Volume 4 Issue 1
Spring 2008
ISSN 1937-7266

Cooperative Collection Building in NSDL MatDL Pathway
through iVia Data Fountains

Laura M. Bartolo, Cathy S. Lowe

Materials Informatics Lab
Kent State University
Kent, OH 44242-0001
+1 330 672 {1691, 0021}
{lbartolo, clowe}@kent.edu

Johannes Ruscheinski, Diane Bisom

The iVia Project
Science Library, University of California
Riverside, CA 92517-5900
+1 951 827 {2080, 2279}
{ruschein@ivia., dbisom@}ucr.edu

The National Science Foundation established the National Science Digital Library (NSDL) as an online library of resources for STEM education and research to catalyze and support continual improvements across STEM at all levels.
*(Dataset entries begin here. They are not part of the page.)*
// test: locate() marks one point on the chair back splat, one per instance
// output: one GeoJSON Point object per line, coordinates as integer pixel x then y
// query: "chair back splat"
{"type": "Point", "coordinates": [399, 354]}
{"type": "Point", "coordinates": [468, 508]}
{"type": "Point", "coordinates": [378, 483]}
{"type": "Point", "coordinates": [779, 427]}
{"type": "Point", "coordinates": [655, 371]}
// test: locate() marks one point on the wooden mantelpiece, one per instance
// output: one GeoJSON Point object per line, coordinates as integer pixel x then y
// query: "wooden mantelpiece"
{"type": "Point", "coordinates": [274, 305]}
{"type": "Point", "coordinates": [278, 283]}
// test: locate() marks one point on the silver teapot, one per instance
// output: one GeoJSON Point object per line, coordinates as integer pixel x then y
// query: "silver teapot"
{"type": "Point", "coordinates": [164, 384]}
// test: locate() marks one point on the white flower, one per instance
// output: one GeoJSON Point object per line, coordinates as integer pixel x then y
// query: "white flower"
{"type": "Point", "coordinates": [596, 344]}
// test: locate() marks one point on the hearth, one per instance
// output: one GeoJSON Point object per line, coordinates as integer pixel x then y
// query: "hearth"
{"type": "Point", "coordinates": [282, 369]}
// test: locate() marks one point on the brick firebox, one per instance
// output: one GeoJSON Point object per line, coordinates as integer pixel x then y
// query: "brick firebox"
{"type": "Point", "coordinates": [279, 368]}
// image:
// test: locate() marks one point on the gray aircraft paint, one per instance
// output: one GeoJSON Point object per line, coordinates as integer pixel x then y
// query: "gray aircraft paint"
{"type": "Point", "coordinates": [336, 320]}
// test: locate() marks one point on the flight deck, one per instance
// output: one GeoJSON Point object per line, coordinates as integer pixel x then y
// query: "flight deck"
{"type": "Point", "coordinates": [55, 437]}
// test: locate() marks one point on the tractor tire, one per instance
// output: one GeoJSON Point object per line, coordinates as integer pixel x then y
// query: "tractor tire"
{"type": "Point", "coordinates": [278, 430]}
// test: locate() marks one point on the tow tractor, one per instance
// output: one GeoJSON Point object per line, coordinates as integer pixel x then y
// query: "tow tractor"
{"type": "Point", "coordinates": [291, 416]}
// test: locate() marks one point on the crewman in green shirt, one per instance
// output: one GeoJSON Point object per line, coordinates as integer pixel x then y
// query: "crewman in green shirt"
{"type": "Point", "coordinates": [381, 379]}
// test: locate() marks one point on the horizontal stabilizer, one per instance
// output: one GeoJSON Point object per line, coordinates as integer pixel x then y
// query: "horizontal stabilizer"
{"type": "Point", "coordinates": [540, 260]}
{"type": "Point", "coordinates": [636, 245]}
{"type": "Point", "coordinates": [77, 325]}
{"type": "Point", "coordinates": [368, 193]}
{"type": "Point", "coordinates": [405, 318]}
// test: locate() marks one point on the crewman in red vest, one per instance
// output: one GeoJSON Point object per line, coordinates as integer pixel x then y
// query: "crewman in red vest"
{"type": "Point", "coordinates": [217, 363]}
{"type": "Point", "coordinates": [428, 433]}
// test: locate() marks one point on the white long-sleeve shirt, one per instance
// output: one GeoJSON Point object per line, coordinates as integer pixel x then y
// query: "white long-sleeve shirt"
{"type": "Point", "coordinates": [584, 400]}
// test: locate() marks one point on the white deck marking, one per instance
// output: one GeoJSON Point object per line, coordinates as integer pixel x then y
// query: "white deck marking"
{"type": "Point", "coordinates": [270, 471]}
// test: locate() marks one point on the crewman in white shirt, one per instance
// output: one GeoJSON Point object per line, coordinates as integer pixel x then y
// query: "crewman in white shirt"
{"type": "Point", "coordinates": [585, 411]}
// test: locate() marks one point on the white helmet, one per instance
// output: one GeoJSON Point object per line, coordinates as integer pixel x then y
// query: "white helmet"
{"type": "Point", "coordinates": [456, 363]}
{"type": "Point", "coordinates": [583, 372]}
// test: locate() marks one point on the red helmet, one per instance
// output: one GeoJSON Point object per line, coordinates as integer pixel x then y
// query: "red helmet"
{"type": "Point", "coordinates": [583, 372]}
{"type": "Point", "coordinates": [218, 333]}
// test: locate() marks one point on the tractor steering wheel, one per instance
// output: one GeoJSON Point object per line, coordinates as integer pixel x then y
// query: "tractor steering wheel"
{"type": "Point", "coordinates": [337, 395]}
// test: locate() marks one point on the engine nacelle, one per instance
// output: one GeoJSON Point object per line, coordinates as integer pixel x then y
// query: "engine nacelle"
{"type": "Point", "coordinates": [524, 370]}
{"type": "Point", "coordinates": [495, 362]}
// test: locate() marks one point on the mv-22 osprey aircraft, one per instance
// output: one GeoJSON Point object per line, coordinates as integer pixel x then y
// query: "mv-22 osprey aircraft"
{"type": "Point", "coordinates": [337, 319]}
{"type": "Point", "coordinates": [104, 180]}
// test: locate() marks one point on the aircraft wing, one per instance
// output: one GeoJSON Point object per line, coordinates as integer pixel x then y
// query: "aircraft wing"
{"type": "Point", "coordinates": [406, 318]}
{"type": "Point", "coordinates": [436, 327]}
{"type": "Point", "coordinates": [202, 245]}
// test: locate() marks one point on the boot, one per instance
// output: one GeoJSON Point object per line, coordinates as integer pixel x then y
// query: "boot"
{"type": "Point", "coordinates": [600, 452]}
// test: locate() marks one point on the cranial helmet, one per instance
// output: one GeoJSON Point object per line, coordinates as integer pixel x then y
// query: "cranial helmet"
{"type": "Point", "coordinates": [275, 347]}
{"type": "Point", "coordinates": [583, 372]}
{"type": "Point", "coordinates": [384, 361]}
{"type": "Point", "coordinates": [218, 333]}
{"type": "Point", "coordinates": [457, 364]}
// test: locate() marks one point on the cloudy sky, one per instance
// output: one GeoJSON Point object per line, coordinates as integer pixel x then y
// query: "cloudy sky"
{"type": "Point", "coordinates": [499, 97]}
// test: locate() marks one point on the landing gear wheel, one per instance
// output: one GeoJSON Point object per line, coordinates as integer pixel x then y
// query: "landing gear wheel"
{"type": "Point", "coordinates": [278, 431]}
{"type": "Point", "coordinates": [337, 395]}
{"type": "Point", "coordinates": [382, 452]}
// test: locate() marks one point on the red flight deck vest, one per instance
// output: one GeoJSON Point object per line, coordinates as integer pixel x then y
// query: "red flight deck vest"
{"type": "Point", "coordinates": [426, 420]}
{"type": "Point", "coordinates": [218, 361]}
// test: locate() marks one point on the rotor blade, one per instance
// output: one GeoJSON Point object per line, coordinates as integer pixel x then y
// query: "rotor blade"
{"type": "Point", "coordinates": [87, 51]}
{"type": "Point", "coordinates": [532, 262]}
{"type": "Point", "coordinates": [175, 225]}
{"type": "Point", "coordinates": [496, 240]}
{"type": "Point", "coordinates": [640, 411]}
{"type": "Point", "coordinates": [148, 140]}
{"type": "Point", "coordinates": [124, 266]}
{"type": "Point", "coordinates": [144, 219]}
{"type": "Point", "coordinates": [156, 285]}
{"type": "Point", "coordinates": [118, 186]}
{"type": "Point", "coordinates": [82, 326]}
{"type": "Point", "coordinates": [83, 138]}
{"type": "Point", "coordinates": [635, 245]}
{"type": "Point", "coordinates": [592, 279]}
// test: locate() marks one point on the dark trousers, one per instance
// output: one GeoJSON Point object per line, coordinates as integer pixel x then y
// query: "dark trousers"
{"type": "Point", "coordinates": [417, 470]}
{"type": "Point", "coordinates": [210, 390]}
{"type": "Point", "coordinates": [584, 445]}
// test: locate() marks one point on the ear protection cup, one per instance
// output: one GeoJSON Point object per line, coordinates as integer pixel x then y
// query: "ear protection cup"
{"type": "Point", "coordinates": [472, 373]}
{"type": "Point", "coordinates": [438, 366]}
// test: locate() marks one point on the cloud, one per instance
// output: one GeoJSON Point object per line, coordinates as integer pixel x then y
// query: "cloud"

Two NSDL projects, the Materials Digital Library Pathway (MatDL) and the iVia Data Fountains Project, are working together on a pilot involving an undergraduate materials science research program and automatic metadata generation.

The NSDL MatDL Pathway is implementing an information infrastructure for stewardship of significant content and services to support the integration of education and research in materials science (MS). The iVia Project is developing a suite of tools that provide automated and/or semi-automated Internet resource discovery (collection development), metadata generation and rich, full-text extraction. This service offers a means of building or augmenting collections that can keep pace with growing numbers of significant resources on the Internet and can help to mitigate the high costs of expert, manually created metadata. MatDL is providing feedback to help refine the iVia tools while streamlining its metadata assignment process by testing iVia with undergraduate research papers from the NSF-funded Cornell Center for Materials Research (CCMR), a Materials Research Science and Engineering Center (MRSEC). This work is resulting in improvements to the iVia tools, in suggested templates for adoption by CCMR with its student research papers, in shaping MatDL’s submission guidelines, and in impacting automatic metadata assignment quality in MatDL to ensure broad dissemination of high quality materials resources.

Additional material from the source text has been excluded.